HL Deb 04 July 2002 vol 637 cc58-9WA
Lord Avebury

asked Her Majesty's Government:

(a) what is their policy on providing funds for revascularisation procedures; (b) whether they achieved the target of 3,000 extra procedures by April 2002 set in March 2000 by paragraph 61 of the National Service Framework for Coronary Heart Disease; (c) what further increase is now planned; and (d) whether they consider that, pending the 2003 review by the National Institute for Clinical Excellence, interim advice should be offered to hospitals on the use of drug eluting stents in the light of the preliminary results of the SIRIUS clinical trials in the United States and the RAVEL trials in Europe and Latin America. [HL4904]

Lord Hunt of Kings Heath

The Government's policy on funding for coronary heart disease (CHD) is set out in its NHS Plan, published July 2000, a copy of which is available in the Library.

The National Service Framework for CHD published in March 2000 set an immediate priority that by April 2002 the total number of revascularisation procedures, over the 1999–2000 baseline, would increase by 3,000. More than 8,000 extra procedures had been carried out by April 2002.
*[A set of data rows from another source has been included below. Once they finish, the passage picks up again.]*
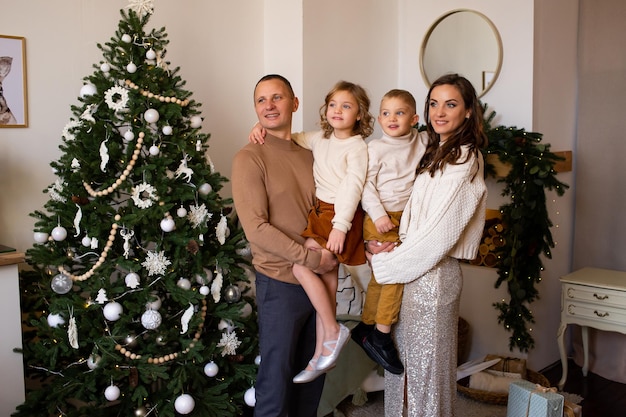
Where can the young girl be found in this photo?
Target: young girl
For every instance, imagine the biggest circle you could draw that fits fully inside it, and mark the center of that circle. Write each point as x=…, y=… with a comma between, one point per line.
x=336, y=220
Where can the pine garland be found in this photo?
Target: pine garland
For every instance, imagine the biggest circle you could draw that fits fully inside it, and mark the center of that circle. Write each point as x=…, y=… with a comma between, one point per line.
x=527, y=233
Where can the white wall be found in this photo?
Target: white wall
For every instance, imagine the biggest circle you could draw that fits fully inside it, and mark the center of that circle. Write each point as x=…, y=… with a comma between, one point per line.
x=223, y=48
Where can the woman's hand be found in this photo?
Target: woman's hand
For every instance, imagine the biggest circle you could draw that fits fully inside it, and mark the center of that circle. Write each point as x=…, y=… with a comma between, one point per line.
x=257, y=134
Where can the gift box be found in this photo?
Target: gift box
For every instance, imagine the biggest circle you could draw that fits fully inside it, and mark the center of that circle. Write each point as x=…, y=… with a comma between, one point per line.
x=533, y=400
x=511, y=365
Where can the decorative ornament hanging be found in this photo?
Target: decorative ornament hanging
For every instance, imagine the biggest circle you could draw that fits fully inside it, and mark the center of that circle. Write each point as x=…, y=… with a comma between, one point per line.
x=151, y=319
x=141, y=201
x=88, y=90
x=112, y=393
x=132, y=280
x=59, y=233
x=102, y=298
x=61, y=284
x=127, y=235
x=232, y=294
x=151, y=116
x=216, y=287
x=156, y=263
x=229, y=343
x=211, y=369
x=184, y=404
x=68, y=130
x=72, y=331
x=77, y=218
x=104, y=155
x=55, y=320
x=183, y=169
x=198, y=215
x=116, y=97
x=186, y=318
x=221, y=230
x=40, y=237
x=250, y=397
x=112, y=311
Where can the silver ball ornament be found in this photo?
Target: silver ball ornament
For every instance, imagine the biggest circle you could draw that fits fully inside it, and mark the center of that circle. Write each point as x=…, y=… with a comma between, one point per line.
x=184, y=404
x=61, y=284
x=232, y=294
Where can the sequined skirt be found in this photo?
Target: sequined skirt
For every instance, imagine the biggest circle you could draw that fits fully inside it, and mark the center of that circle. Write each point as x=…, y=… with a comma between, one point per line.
x=426, y=336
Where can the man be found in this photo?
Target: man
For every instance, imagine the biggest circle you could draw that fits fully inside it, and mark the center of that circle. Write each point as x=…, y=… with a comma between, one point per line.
x=273, y=190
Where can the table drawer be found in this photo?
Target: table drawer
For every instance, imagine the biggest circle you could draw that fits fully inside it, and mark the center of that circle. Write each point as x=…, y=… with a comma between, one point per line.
x=609, y=316
x=595, y=295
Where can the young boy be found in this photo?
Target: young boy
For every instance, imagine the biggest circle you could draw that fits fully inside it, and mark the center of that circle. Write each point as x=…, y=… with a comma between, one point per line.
x=392, y=164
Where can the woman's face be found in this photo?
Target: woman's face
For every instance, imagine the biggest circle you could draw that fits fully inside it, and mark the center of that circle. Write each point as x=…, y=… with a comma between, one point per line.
x=447, y=110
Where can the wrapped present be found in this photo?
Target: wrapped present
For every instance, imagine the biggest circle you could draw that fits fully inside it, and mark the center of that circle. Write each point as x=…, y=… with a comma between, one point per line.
x=533, y=400
x=572, y=410
x=512, y=365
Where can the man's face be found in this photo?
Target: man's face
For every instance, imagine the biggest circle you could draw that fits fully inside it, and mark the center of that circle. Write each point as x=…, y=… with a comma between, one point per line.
x=274, y=105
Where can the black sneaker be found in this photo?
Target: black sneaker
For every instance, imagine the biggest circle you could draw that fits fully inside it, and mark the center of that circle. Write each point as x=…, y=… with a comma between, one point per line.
x=380, y=347
x=361, y=331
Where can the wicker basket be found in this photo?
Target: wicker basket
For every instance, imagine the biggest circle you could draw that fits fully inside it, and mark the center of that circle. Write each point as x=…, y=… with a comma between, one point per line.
x=497, y=398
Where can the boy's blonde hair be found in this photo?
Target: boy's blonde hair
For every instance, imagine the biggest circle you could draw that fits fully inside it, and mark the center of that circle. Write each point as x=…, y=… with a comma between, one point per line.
x=402, y=95
x=365, y=125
Future plans are based on reducing waiting times for heart operations. By April 2002, no patient had been waiting more than 12 months for revascularisation. The NHS Plan targets are for a maximum six-month wait for surgery by 2005 and a three-month maximum wait by 2008.

It would not be appropriate for the Department of Health to pre-empt the National Institute for Clinical Excellence (NICE) by issuing interim guidance. The absence of guidelines from NICE does not prevent the NHS using new drugs or technologies. Standing guidance to the NHS (Health Service Circular 1999/176) asks NHS bodies to continue with local arrangements for the managed introduction of new technologies where guidance from NICE is not available at the time the new technology first becomes available.